Blacktop, as a company, is what I would call a perfect storm of conflicting ideas. It’s a collaboration between a Korean manufacturer and an American designer/distributor, both of which are avid skaters and really nice guys…though both are also very smart and rather opinionated. Each having their own (very different) idea of what makes a good truck well…good. However (hopefully I won’t offend anyone by saying this), the original Korean Blacktop was frankly a bit clunky looking and utilized very dated features (that were left behind for a reason). Similarly, the American vision for the product would easily have fell victim to the “over-saturated market” criticism considering its failure to bring anything that new to the table. Luckily for us, the Blacktop Trucks I’m reviewing today aren’t either of these. Instead, they’re the result of extensive research, debate, rider feedback, and (most importantly) compromise. Neither the archaic revamp, nor the popular modern clone, these trucks are something entirely their own…new, exciting, and innovative.

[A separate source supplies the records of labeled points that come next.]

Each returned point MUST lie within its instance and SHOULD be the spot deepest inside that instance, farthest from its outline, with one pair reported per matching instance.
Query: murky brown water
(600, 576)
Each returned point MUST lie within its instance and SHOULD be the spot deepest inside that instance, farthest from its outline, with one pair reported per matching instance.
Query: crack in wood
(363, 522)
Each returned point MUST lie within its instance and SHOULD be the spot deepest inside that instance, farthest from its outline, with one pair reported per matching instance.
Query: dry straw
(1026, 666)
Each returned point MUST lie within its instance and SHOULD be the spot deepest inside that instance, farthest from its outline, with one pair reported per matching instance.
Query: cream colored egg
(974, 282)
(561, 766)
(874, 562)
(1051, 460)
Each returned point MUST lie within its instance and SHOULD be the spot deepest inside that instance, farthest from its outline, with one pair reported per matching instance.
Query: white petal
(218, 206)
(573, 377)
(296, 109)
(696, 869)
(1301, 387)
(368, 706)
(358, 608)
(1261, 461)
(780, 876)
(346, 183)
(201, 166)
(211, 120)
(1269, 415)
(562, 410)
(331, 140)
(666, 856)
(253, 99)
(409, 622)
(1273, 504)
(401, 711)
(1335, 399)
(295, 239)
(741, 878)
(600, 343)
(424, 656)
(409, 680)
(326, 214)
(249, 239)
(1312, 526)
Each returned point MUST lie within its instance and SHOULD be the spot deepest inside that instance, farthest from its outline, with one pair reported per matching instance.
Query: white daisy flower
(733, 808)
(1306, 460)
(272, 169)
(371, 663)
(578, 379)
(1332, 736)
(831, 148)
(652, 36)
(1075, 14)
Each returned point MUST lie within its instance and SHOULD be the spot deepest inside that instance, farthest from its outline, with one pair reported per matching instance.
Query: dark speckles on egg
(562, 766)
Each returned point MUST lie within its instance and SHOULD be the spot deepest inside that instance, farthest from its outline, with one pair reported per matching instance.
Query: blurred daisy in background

Yes, the original concept for these trucks was to be a distinctly dance oriented precision. This was quickly abandoned for a much more versatile geometry…but with the popularity of tripping in Korea (and Europe in general), it’s probably a good idea to see how much of that flatground heritage they’ve managed to retain. By the way, “tripping” is a MUCH cooler name than dancing…at any rate, the responsiveness of these trucks is great. Once you learn where to place your feet, your control is unparalleled. This is fantastic for experienced dancers, since you can really decide how much each step will make you turn. For beginners, the 50° baseplate is a great option because it’ll make longer wheelbases feel more nimble, and soft bushings will stimulate that “flop and stop” that makes beginners inaccurate steps more predictable, and you can always move up to harder bushings as you progress.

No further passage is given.